Why our cpp numbers differ from other sites

You'll see other valuation charts on The Points Guy, NerdWallet, and Bankrate that put numbers like 1.9¢ on American miles or 2.3¢ on Avios. Those numbers are aspirational — they assume you're optimizing every booking for premium cabins on partner airlines during off-peak windows. Our cpp values are intentionally more conservative because we want this calculator to tell you what your miles are likely to be worth, not what they could be worth in the best case.

If you consistently redeem for business class on partner airlines, treat our numbers as a floor. If you mostly book domestic economy with miles, treat them as a ceiling.

How to maximize the value of your miles

  • Redeem in premium cabins.
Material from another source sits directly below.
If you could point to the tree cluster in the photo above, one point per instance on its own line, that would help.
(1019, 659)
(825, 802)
Economy redemptions almost always underperform the cpp baseline; business and first class redemptions consistently beat it by 50–100%.
  • Book partner award space. American AAdvantage on Cathay, Alaska on Japan Airlines, BA Avios on Qatar Qsuite — partner redemptions are where the outsized value lives.
  • Travel off-peak. BA's off-peak / peak award chart can save you 20–40% on the same seat — January, February and mid-week shoulder dates are gold.
  • Avoid points-for-merchandise. The shopping portal, gift cards, and statement-credit redemptions are almost always 0.5–0.8¢ per point — half of what flights deliver.
  • Use a search tool. Award space is hidden inside each airline's site. Award Travel Finder searches 19 airlines from a single screen.

Related calculators & guides

Frequently asked questions

How accurate is a miles-to-dollars conversion?

It's an estimate, not a guarantee. Airlines don't let you cash out miles, so the "value" only materializes when you use them on a flight that beats the cpp baseline. Our valuations are blended averages over thousands of typical redemptions.

Why are some programs worth more than others?

Three things drive cpp: award chart pricing, fuel-surcharge policy, and availability. Programs like Alaska Mileage Plan have low award prices on premium partners (Cathay, JAL) and don't pass through huge surcharges — which is why they consistently top valuation rankings. British Airways Avios, by contrast, can be devalued by very high fuel surcharges in business class out of London.

Do these numbers include taxes and fuel surcharges?

No — the cpp numbers reflect headline value before taxes. For an honest decision, always net out the taxes and fees on the award booking when you compare to a cash fare. The Cash vs Points for Flights calculator does this for you.

How often are the cpp valuations updated?

We re-baseline them roughly twice a year, after major airline devaluations or partnership changes. The numbers behind this calculator live in PointsValuationService in our codebase and are used across the site for portfolio valuations, the chat agent, and these calculators.

Can I sell or cash out my miles?

No reputable program lets you cash out miles. Selling miles violates almost every airline's terms of service and can get your account closed. Use the miles for flights — that's where they have real value.